Utilizing index in data model from a transformation

  • July 1, 2025
  • 4 replies
  • 117 views

Hi

We are testing out a new deletion transformation for a view in data modeling. The transformation looks something like this:

select
externalId
from
cdf_data_models(...)
where
project in ("ProjectA","ProjectB")

This transformation always times out and returns a “Graph query time out” error message. However, when changing the transformation to this the transformation just runs fine:

select
externalId
from
cdf_data_models(...)
where
project = "ProjectA"

union

select
externalId
from
cdf_data_models(...)
where
project = "ProjectB"

For context, the project column here is indexed and the view has around 10 properties and about 1.7 million rows. The transformations all query the same view.

We are therefore wondering how the filtering in transformations handles filtering in data modeling and why these transformations are performing different.
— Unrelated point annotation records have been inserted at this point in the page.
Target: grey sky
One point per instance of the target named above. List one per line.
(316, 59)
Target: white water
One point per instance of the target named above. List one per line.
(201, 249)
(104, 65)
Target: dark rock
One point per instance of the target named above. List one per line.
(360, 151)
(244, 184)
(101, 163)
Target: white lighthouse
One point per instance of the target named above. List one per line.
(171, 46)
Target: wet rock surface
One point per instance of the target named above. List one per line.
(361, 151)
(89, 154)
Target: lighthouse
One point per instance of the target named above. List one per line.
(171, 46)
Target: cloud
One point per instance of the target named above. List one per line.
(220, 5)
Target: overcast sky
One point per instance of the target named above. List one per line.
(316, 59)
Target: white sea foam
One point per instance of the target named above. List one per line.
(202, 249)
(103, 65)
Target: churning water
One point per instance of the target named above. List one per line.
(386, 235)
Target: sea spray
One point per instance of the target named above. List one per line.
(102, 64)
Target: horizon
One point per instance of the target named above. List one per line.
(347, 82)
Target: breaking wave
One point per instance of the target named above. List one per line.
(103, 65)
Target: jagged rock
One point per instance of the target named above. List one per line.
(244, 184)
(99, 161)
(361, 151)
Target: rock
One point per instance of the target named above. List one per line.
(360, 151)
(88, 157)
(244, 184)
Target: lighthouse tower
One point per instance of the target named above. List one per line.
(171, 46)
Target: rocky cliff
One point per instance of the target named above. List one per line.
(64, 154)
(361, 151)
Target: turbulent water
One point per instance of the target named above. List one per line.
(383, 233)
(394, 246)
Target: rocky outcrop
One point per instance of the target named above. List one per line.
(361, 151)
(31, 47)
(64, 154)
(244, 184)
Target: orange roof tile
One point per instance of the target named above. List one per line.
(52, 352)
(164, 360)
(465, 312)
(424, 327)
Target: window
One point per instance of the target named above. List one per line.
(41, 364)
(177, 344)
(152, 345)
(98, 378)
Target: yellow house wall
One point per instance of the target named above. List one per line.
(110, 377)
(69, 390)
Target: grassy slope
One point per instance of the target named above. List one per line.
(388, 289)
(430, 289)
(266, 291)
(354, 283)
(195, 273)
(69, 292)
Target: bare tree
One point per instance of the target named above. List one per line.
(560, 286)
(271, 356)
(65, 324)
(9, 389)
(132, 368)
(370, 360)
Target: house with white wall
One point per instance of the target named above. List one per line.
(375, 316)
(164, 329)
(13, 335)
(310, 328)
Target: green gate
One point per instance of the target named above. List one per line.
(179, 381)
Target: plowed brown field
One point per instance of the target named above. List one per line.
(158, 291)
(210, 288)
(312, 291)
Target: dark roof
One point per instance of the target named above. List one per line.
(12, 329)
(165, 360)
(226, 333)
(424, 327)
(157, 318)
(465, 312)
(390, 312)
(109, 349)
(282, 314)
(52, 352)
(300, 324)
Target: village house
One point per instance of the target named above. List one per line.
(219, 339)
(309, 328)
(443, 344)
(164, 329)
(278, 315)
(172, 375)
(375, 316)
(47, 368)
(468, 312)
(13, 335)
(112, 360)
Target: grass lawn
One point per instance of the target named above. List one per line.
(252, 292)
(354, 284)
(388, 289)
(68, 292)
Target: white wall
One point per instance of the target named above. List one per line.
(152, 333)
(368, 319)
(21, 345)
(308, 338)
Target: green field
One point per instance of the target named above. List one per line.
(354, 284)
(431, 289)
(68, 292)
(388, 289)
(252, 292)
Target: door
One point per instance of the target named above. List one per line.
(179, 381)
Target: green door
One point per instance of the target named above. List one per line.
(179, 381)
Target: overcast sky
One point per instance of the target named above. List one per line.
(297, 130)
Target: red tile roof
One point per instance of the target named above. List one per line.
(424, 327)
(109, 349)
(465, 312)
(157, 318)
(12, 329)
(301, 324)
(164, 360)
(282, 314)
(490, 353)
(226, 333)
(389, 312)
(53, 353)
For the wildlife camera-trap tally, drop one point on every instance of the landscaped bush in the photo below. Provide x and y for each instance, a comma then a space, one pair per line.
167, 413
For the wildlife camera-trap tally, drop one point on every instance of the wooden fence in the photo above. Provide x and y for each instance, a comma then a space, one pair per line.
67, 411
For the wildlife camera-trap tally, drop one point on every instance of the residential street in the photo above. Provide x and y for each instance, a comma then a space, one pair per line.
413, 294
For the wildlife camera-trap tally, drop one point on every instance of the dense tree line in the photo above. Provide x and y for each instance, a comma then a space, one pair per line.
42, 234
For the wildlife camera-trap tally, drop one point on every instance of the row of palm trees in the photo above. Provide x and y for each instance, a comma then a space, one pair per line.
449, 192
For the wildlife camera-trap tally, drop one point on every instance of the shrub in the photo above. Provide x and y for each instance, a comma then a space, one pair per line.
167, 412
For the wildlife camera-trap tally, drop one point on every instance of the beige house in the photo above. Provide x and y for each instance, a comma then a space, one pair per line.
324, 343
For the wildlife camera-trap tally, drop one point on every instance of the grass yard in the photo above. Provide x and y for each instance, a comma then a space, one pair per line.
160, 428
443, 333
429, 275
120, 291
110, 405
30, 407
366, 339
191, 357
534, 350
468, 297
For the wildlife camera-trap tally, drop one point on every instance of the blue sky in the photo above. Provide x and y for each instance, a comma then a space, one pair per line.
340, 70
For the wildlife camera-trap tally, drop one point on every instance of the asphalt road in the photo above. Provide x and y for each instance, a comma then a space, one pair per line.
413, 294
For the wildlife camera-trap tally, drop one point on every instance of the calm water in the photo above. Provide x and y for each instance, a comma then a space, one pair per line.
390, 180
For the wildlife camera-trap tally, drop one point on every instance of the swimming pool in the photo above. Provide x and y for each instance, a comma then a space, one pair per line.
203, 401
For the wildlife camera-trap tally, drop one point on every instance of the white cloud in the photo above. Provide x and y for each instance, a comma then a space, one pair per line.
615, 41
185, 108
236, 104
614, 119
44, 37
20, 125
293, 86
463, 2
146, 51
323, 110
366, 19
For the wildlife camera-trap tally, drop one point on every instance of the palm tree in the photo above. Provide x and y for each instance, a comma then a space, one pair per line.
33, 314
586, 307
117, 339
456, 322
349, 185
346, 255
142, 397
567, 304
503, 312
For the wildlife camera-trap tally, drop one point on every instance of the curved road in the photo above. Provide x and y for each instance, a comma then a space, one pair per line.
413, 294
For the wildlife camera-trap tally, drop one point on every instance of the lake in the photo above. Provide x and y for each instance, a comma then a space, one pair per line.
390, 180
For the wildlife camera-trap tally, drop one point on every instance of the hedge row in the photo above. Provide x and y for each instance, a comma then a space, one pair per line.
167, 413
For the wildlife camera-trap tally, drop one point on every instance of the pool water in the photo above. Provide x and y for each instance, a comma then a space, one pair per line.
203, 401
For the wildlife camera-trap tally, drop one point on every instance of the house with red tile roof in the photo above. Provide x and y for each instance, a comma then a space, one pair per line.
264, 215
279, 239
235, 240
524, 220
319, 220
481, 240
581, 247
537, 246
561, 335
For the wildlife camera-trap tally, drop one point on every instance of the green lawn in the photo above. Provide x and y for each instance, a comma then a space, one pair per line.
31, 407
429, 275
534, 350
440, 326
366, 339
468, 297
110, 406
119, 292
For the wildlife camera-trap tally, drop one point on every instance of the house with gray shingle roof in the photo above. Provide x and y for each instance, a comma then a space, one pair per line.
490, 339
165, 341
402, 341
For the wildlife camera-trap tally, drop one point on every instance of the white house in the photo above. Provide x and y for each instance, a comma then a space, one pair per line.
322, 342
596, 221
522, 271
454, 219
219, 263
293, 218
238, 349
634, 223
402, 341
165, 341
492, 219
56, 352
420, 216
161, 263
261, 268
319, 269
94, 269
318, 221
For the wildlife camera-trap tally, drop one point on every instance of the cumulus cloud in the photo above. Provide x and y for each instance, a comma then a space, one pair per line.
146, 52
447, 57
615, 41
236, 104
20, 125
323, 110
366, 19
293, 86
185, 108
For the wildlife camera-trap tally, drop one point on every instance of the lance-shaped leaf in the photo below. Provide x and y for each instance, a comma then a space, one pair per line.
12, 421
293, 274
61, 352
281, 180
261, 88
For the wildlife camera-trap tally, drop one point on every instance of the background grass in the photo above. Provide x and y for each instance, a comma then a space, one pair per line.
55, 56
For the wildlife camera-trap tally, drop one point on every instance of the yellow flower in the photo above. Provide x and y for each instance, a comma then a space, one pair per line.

Learning more about this would benefit us greatly when working with transformations and data modeling in the future :)

Thanks in advance!

Sebastian

4 replies

Mithila Jayalath
Seasoned Practitioner
Forum|alt.badge.img+8

@sebastianheibo.akso in order to further troubleshoot this issue, can you please let me know the cluster of the project, run and config ids for this transformation


@Mithila Jayalath  What do you mean by the config id? ExternalID?


This is most likely due to filter pushdown.

It looks like on the first case, the filter is not properly pushed down to Data Modeling, while on the second case it is.

Filter pushdown means that the transformation is not getting the data from Data Modeling, it’s requesting already filtered data in Data Modeling.

Filter pushdown does not affect correctness, as transformations always applies a second filtering so if there is extraneous data it is filtered again, just on the transformation side, but it can lead to performance difference, because when the filter is not pushed down, transformation has to fetch a lot of uneeded data from Data Modeling.

My advice here is to use the second flow for now, as it is indeed faster. I’ll try to investigate it and fix filter pushdown in the first flow, but keep in mind while performance is different, correctness is not impacted by this.


Forum|alt.badge.img
  • Committed
  • August 6, 2025

@Jacob Eliat-Eliat I would love to learn more about how we can ensure proper filter pushdown when we are querying Data models with indexes. Is there any documentation/best practices on this?